With the 9-millimeter resting in her hand, her finger curved around the trigger, Gabrielle Cody lay unmoving. The knife strapped to her back dug into her spine with reassuring familiarity. Even in sleep, her muscles stayed taut, her body prepared.
Today, her twenty-first birthday, dawned no different from any other. Had she really hoped to have a respite from the grueling duty?
The sounds of birds awakening, cars driving by, and the relentless, rhythmic beating of her heart swarmed her mind. She wished she could deny the morning. She wished she could be reborn as someone else, someone... normal.
But no matter how Gabrielle strained and resisted, she couldn't deny the pull. With each second that ticked past, the clawing from within swelled, screaming louder inside her head, making her guts churn and her blood rush hot until the walls of her chest burned like fire. With a tearing groan and a stiffening of her legs, she narrowed her eyes and did her best to focus on the cracked and stained ceiling.
Leave me alone.
The silent command resonated within her head, just like the inexorable draw that refused to be ignored.
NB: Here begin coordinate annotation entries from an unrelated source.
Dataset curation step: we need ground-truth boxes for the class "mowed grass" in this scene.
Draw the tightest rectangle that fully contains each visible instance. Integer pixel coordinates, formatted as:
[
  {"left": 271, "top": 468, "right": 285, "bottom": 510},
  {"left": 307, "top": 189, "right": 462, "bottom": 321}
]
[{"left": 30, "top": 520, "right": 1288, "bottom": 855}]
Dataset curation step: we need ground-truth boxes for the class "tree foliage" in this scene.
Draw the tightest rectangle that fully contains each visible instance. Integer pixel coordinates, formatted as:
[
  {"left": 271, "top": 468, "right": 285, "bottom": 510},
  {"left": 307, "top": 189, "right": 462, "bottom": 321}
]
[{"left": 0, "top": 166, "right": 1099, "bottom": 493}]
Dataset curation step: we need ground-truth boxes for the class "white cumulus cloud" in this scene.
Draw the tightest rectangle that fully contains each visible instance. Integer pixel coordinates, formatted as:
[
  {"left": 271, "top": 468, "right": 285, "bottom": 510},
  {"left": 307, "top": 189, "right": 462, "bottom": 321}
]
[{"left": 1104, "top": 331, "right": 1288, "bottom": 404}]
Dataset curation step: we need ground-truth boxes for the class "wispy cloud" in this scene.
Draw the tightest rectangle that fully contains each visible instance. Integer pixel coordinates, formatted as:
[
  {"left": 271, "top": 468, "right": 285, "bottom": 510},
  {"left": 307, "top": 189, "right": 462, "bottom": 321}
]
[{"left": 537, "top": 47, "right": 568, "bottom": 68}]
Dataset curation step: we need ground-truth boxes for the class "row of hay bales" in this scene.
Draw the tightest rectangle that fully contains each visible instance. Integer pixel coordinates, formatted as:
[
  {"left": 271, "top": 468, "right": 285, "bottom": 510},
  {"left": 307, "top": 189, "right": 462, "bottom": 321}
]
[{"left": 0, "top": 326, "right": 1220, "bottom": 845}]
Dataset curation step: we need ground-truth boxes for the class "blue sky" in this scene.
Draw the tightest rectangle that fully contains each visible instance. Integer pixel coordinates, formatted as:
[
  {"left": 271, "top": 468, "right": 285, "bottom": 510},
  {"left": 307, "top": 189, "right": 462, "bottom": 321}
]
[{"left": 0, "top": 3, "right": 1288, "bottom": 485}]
Battling it brought a light sweat to her skin, leaving her naked body slick. Her breath soughed in and out. The lumpy mattress took on the appeal of hard gravel, urging her to start the day.
Resistance was futile.
"Fuck it." Gabrielle thrust herself off the bed in a rush of acceptance. Her bare feet padded in hollow silence across the floor to the open window, where she stared at the hazy sunrise swimming on the horizon. The mid-June day would torture with heat and humidity - perfect for her birthday.
As long as it didn't storm, she could function. But if black clouds moved in and the thunder began to belch and bluster... Just thinking of it made her palms damp and her throat tight. Shit. She might as well fear the dark or the occasional spider while she was at it.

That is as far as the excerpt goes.